Second, the Presidential Council for Racial and Religious Harmony can also go different ways, depending on who’s appointed and how they see their role. In the worst-case scenario, the council would be packed with members who think they have a responsibility to protect the feelings of the most hypersensitive of their respective communities’ members. This is one of the flaws of the current approach to arts and film censorship, which relies on designated community leaders to serve as guardians of their groups’ sensibilities. Once something is deemed controversial, the consultation process usually bends toward censorship. The Presidential Council could play a much more constructive role if its members are required to represent the long-term public interest, not speak for his or her racial group’s least tolerant individuals. As a standing body, the council should be encouraged to develop deep expertise and grow its capacity to make nuanced judgments. It could be given the resources to commission research. It should also publish annual reports to ensure that its wisdom is transferred to the wider public.
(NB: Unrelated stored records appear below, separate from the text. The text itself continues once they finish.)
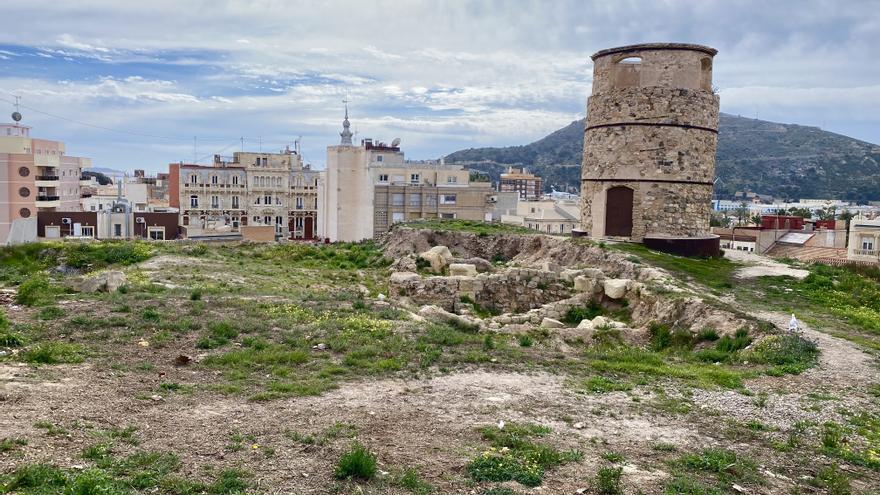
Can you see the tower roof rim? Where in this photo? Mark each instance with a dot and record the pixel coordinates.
(655, 46)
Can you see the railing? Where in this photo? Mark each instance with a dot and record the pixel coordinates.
(865, 252)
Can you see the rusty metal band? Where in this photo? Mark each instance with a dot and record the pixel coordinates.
(664, 181)
(653, 124)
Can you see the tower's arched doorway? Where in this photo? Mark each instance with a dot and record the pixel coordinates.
(618, 212)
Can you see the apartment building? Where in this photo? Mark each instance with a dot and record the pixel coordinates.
(369, 187)
(864, 240)
(247, 189)
(519, 180)
(35, 175)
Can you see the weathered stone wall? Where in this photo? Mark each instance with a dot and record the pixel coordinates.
(515, 290)
(651, 127)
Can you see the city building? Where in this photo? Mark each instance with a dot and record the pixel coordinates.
(519, 180)
(35, 175)
(864, 241)
(549, 216)
(649, 147)
(247, 190)
(371, 186)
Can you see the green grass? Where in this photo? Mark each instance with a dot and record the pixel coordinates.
(357, 463)
(141, 472)
(514, 456)
(11, 443)
(53, 352)
(607, 481)
(470, 226)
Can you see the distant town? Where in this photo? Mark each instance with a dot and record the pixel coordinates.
(365, 189)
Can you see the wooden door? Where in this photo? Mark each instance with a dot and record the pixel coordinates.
(618, 212)
(307, 228)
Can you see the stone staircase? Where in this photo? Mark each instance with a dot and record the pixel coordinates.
(805, 253)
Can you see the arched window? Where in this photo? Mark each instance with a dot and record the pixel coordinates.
(626, 72)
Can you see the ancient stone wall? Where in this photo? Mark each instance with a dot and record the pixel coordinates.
(515, 290)
(651, 127)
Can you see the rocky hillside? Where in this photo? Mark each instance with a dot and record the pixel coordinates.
(784, 160)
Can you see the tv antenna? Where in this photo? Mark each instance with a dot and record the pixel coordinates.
(16, 115)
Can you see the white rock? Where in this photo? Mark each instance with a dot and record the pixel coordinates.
(463, 269)
(600, 321)
(438, 256)
(585, 325)
(615, 288)
(551, 323)
(403, 277)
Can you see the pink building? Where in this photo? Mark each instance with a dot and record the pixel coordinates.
(35, 175)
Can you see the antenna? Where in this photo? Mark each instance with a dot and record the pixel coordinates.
(16, 115)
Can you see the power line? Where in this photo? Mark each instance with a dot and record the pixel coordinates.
(110, 129)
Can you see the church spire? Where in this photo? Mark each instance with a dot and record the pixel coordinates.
(346, 132)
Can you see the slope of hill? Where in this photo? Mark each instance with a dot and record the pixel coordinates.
(785, 160)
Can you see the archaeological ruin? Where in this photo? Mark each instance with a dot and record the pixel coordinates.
(649, 147)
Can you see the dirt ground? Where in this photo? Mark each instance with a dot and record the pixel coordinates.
(425, 422)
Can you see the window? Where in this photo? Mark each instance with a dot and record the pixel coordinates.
(156, 233)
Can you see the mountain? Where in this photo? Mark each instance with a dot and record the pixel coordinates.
(787, 161)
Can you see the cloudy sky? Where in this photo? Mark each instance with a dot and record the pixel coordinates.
(130, 83)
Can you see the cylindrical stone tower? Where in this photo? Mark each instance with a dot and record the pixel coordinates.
(649, 147)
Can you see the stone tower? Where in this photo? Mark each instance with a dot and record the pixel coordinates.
(649, 147)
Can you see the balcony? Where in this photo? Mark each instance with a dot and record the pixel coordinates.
(48, 201)
(47, 181)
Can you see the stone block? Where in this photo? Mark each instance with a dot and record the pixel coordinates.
(615, 288)
(462, 269)
(551, 323)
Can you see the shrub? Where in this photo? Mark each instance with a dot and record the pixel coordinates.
(35, 290)
(50, 313)
(358, 463)
(577, 314)
(608, 481)
(740, 340)
(790, 353)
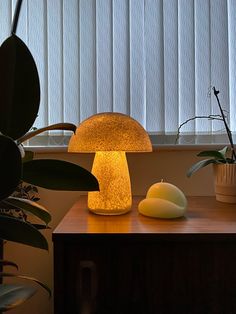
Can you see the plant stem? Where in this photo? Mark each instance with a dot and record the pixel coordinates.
(226, 125)
(16, 16)
(210, 117)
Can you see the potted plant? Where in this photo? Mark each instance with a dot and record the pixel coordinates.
(224, 164)
(19, 104)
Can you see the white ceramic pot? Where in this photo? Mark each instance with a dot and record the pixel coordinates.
(225, 182)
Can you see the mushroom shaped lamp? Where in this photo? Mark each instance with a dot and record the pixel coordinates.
(110, 136)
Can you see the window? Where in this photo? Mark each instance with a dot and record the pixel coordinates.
(152, 59)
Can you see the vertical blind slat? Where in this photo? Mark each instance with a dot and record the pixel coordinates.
(137, 62)
(36, 38)
(202, 64)
(71, 61)
(219, 56)
(152, 59)
(232, 61)
(104, 55)
(88, 94)
(121, 66)
(186, 62)
(171, 104)
(154, 66)
(55, 64)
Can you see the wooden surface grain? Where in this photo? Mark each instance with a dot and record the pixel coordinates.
(131, 264)
(204, 215)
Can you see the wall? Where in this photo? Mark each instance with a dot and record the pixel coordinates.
(145, 169)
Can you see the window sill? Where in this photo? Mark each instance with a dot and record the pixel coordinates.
(155, 147)
(59, 144)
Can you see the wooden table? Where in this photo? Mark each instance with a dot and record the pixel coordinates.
(131, 264)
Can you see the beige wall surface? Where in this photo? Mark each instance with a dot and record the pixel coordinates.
(145, 169)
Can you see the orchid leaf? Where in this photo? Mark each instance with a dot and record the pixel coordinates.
(58, 126)
(58, 175)
(20, 89)
(3, 274)
(14, 229)
(10, 166)
(199, 165)
(30, 207)
(14, 295)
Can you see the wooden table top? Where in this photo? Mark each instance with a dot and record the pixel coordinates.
(204, 216)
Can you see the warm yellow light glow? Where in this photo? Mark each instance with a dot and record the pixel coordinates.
(110, 132)
(110, 135)
(114, 197)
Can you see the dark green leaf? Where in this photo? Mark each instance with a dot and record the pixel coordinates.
(27, 278)
(58, 126)
(41, 227)
(10, 166)
(14, 229)
(199, 165)
(14, 295)
(30, 207)
(223, 152)
(58, 175)
(20, 89)
(29, 155)
(8, 263)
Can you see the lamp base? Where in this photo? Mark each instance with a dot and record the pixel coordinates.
(112, 173)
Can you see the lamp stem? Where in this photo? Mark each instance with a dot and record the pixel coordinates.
(112, 173)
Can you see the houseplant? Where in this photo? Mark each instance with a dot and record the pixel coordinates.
(19, 104)
(224, 163)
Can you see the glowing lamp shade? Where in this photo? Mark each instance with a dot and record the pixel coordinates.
(110, 135)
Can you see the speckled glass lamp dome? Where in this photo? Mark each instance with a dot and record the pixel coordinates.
(110, 135)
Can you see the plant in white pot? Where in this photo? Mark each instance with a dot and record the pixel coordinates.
(224, 163)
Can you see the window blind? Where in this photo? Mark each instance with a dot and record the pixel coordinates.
(152, 59)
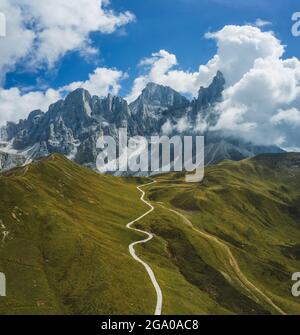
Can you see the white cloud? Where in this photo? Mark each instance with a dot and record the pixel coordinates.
(289, 116)
(41, 32)
(15, 105)
(238, 49)
(260, 23)
(256, 92)
(160, 71)
(101, 82)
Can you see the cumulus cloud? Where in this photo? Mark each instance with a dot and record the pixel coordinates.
(160, 70)
(290, 116)
(260, 23)
(261, 101)
(44, 31)
(238, 49)
(17, 105)
(101, 82)
(256, 93)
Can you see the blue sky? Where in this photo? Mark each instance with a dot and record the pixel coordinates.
(177, 26)
(118, 46)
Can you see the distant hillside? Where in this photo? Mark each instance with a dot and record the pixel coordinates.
(252, 206)
(64, 242)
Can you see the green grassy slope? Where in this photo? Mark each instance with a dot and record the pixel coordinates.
(252, 207)
(67, 247)
(66, 251)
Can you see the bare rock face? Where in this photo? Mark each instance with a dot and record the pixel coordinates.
(73, 125)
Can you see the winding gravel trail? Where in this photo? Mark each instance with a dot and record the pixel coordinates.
(158, 307)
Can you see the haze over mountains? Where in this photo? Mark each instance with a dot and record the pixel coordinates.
(72, 126)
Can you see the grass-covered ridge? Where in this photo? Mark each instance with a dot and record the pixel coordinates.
(66, 248)
(64, 242)
(253, 207)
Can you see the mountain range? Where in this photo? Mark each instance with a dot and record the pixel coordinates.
(72, 126)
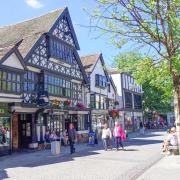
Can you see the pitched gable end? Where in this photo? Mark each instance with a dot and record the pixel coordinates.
(64, 30)
(13, 59)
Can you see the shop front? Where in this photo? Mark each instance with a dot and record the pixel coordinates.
(5, 130)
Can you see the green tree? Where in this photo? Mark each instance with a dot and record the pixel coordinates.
(157, 94)
(154, 23)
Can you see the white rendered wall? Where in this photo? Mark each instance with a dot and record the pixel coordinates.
(13, 61)
(98, 69)
(117, 81)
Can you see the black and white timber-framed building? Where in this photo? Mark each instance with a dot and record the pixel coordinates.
(129, 96)
(43, 84)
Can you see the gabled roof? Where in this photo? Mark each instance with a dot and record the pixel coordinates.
(13, 50)
(89, 61)
(28, 31)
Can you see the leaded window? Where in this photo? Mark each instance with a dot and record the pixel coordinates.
(100, 80)
(137, 101)
(10, 82)
(57, 86)
(30, 81)
(60, 51)
(128, 99)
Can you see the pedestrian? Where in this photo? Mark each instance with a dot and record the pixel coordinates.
(53, 136)
(7, 136)
(119, 136)
(46, 139)
(72, 137)
(171, 140)
(65, 137)
(141, 128)
(106, 137)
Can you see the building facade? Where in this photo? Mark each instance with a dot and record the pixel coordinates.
(102, 94)
(129, 96)
(43, 84)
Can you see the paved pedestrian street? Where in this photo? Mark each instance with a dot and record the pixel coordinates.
(88, 163)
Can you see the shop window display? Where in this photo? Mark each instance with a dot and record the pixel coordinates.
(4, 135)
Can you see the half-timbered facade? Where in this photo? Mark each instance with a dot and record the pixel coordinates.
(129, 96)
(102, 93)
(42, 79)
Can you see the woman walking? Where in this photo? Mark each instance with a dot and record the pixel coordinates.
(119, 136)
(106, 136)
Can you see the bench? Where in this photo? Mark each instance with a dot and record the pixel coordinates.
(174, 150)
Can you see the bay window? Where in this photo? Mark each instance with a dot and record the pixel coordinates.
(10, 82)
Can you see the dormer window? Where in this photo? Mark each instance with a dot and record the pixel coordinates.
(100, 81)
(60, 51)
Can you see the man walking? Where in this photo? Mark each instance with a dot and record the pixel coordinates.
(72, 137)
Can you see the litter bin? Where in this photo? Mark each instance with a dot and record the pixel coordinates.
(55, 147)
(91, 138)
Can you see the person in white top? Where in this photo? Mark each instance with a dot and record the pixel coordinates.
(106, 136)
(171, 139)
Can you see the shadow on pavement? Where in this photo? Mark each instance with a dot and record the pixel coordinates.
(34, 160)
(3, 174)
(44, 160)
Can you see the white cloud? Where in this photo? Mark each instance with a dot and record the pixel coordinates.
(34, 3)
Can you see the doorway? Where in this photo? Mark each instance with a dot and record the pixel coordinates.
(25, 130)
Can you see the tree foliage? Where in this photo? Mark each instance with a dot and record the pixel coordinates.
(157, 84)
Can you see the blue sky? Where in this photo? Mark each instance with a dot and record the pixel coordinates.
(13, 11)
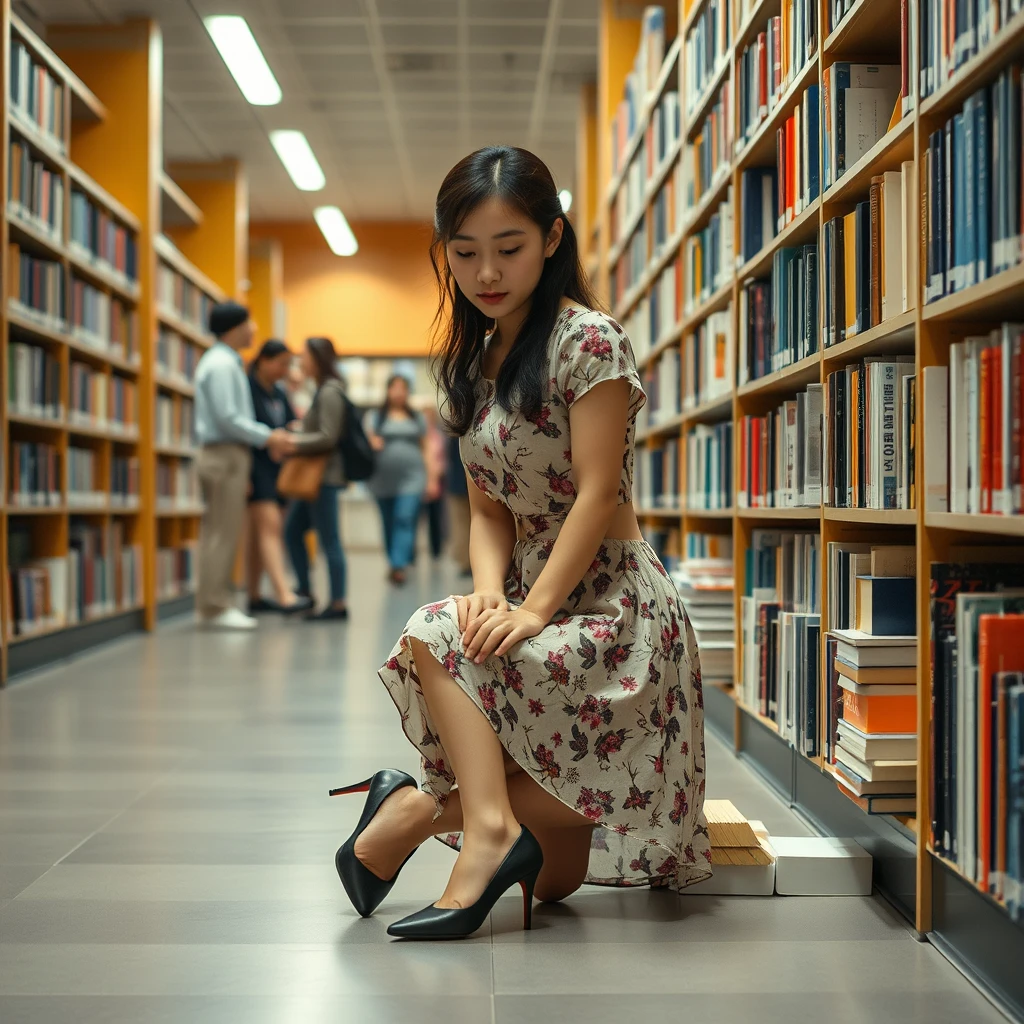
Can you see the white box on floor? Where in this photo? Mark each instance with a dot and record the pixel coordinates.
(816, 865)
(739, 880)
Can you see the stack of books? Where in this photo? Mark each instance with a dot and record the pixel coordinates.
(872, 737)
(706, 586)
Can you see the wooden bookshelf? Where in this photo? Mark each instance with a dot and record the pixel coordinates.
(105, 147)
(869, 33)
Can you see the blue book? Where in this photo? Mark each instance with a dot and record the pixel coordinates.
(983, 202)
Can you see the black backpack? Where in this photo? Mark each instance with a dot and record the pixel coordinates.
(356, 454)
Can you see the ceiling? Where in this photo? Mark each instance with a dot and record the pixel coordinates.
(390, 93)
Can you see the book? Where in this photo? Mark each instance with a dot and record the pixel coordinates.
(886, 605)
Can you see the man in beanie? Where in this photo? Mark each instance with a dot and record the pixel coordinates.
(227, 431)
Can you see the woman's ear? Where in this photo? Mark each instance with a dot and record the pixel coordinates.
(554, 238)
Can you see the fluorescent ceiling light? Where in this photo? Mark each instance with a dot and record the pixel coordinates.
(232, 37)
(339, 236)
(299, 160)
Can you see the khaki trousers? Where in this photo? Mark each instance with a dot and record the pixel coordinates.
(459, 537)
(223, 476)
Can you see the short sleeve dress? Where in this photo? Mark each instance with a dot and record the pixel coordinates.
(604, 707)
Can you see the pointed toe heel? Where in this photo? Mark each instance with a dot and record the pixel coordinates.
(365, 889)
(521, 866)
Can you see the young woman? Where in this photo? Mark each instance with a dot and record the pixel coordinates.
(266, 519)
(322, 428)
(558, 707)
(397, 433)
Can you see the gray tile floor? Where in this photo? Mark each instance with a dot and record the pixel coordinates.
(166, 855)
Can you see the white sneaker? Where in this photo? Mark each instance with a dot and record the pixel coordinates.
(231, 619)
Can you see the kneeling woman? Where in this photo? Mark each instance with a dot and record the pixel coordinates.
(557, 708)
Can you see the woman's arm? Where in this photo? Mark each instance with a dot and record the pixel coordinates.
(331, 420)
(597, 426)
(492, 538)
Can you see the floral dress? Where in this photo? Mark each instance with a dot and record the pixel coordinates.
(604, 706)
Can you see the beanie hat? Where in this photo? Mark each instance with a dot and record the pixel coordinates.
(225, 315)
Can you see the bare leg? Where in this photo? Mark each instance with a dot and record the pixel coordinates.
(407, 819)
(268, 524)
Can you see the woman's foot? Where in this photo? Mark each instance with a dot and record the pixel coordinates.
(330, 613)
(395, 830)
(481, 855)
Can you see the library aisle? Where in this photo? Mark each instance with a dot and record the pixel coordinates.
(167, 844)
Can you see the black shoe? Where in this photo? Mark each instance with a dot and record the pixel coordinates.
(328, 614)
(366, 890)
(521, 865)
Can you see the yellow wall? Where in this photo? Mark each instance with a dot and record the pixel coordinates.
(379, 302)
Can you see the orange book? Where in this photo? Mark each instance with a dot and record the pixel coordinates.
(999, 649)
(872, 715)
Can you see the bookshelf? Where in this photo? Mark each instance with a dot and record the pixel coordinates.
(101, 324)
(869, 33)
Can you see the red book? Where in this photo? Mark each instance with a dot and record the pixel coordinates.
(995, 417)
(985, 428)
(999, 649)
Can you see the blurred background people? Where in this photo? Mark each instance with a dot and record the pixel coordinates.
(227, 431)
(458, 507)
(320, 433)
(397, 434)
(266, 515)
(435, 457)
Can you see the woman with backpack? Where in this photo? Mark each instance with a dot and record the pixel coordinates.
(398, 435)
(323, 432)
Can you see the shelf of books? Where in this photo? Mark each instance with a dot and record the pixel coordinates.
(101, 326)
(816, 249)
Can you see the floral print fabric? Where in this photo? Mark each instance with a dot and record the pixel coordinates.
(604, 707)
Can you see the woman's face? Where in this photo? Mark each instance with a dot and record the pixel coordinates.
(307, 364)
(397, 393)
(276, 369)
(497, 257)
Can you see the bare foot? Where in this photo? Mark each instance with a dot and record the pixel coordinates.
(395, 830)
(481, 855)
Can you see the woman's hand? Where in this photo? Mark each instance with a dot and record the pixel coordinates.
(496, 631)
(473, 605)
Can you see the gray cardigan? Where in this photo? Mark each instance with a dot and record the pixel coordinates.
(322, 429)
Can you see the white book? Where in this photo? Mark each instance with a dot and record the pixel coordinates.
(935, 424)
(896, 246)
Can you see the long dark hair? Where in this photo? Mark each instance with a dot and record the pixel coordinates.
(382, 415)
(326, 358)
(524, 183)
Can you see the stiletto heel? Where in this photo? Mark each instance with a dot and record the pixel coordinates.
(521, 865)
(364, 888)
(527, 902)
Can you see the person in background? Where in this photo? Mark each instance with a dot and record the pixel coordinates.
(397, 434)
(266, 517)
(433, 496)
(458, 504)
(321, 432)
(227, 431)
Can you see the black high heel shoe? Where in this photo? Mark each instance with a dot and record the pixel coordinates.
(521, 865)
(364, 888)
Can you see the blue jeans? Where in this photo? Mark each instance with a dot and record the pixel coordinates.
(321, 515)
(400, 515)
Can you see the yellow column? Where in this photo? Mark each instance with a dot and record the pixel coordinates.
(219, 247)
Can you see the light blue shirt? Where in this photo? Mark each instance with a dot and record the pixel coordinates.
(224, 412)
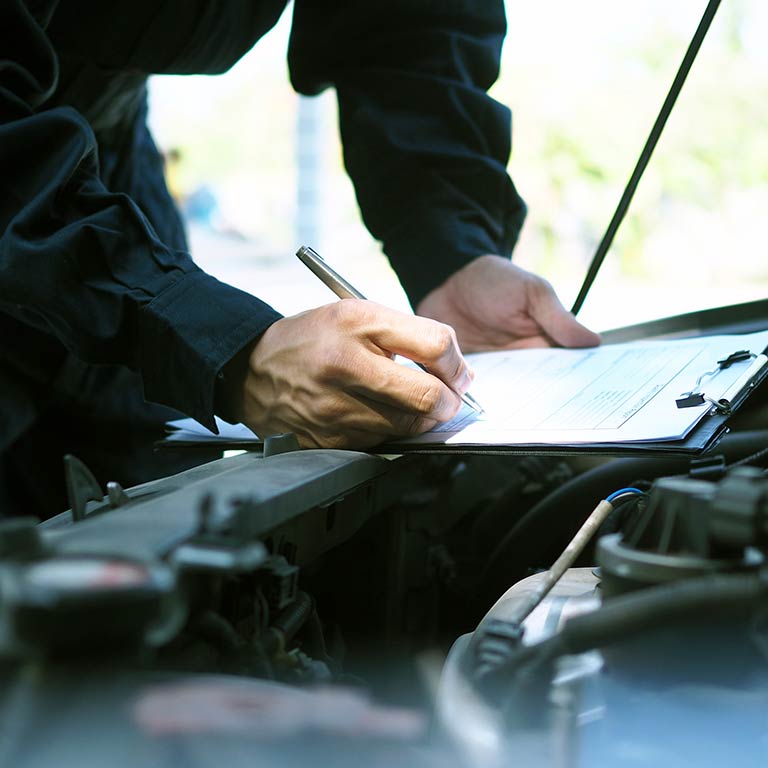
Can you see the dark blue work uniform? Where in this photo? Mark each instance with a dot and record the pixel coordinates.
(101, 305)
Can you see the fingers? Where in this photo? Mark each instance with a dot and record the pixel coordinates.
(555, 320)
(420, 339)
(408, 390)
(327, 375)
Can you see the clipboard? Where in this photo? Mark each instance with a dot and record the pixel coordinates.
(716, 373)
(703, 438)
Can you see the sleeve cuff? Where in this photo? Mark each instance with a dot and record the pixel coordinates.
(186, 336)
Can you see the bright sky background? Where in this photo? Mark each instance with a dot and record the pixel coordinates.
(584, 81)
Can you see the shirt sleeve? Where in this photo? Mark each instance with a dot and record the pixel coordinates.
(425, 145)
(84, 264)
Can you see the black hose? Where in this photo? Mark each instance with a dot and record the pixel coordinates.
(626, 616)
(540, 535)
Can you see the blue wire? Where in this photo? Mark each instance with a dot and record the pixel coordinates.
(621, 492)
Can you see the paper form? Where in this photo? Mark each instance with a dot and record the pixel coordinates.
(610, 394)
(613, 393)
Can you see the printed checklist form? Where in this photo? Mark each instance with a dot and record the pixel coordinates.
(617, 393)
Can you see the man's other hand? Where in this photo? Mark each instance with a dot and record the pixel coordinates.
(328, 375)
(494, 304)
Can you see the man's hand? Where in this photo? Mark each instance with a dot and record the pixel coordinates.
(328, 376)
(494, 304)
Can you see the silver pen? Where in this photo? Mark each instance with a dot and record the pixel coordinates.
(315, 262)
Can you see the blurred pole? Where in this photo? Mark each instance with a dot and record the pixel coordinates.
(309, 152)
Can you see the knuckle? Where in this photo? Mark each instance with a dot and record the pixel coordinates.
(426, 400)
(443, 340)
(346, 313)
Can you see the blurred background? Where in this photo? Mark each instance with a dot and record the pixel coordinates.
(258, 171)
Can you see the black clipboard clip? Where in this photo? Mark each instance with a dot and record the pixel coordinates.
(696, 397)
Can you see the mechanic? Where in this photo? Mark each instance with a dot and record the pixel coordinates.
(109, 329)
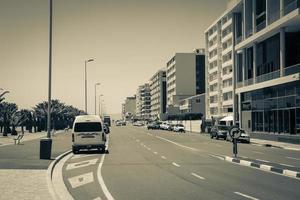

Racial identity — including the right to claim hybrid identities or none at all — is important to most Singaporeans. It is also inescapably political. Long gone are the days when race was something Singaporeans were afraid to talk about publicly. The surface calm was a sign of acquiescence, not contentment. As the government has noted, many Singaporeans of all races, especially the young, feel strongly about racial justice. Difficult conversations need to be had. Not all have the experience or skill to couch their expression in dispassionate language. Besides, there is also a time and place to express outrage from the heart. The traditional approach to racial harmony allowed Singaporeans least tolerant of progress in race relations to dictate limits on speech, retarding society’s evolution toward deeper multiculturalism. That culture may prove sticky, so it’s not guaranteed that the new Bill will usher in positive reforms. But it does open a door.
Cherian George is a professor of media studies at Hong Kong Baptist University. This article can be freely republished, subject to conditions that you can read here.
[1] Singapore ratified the International Convention on the Elimination of All Forms of Racial Discrimination in 2017. ICERD’s Article 4 requires states to, among other things, “declare an offence punishable by law all dissemination of ideas based on racial superiority or hatred, incitement to racial discrimination, as well as all acts of violence or incitement to such acts against any race or group of persons of another colour or ethnic origin, and also the provision of any assistance to racist activities, including the financing thereof”. Article 20 of the International Covenant on Civil and Political Rights, which Singapore has not signed, states: “Any advocacy of national, racial or religious hatred that constitutes incitement to discrimination, hostility or violence shall be prohibited by law.”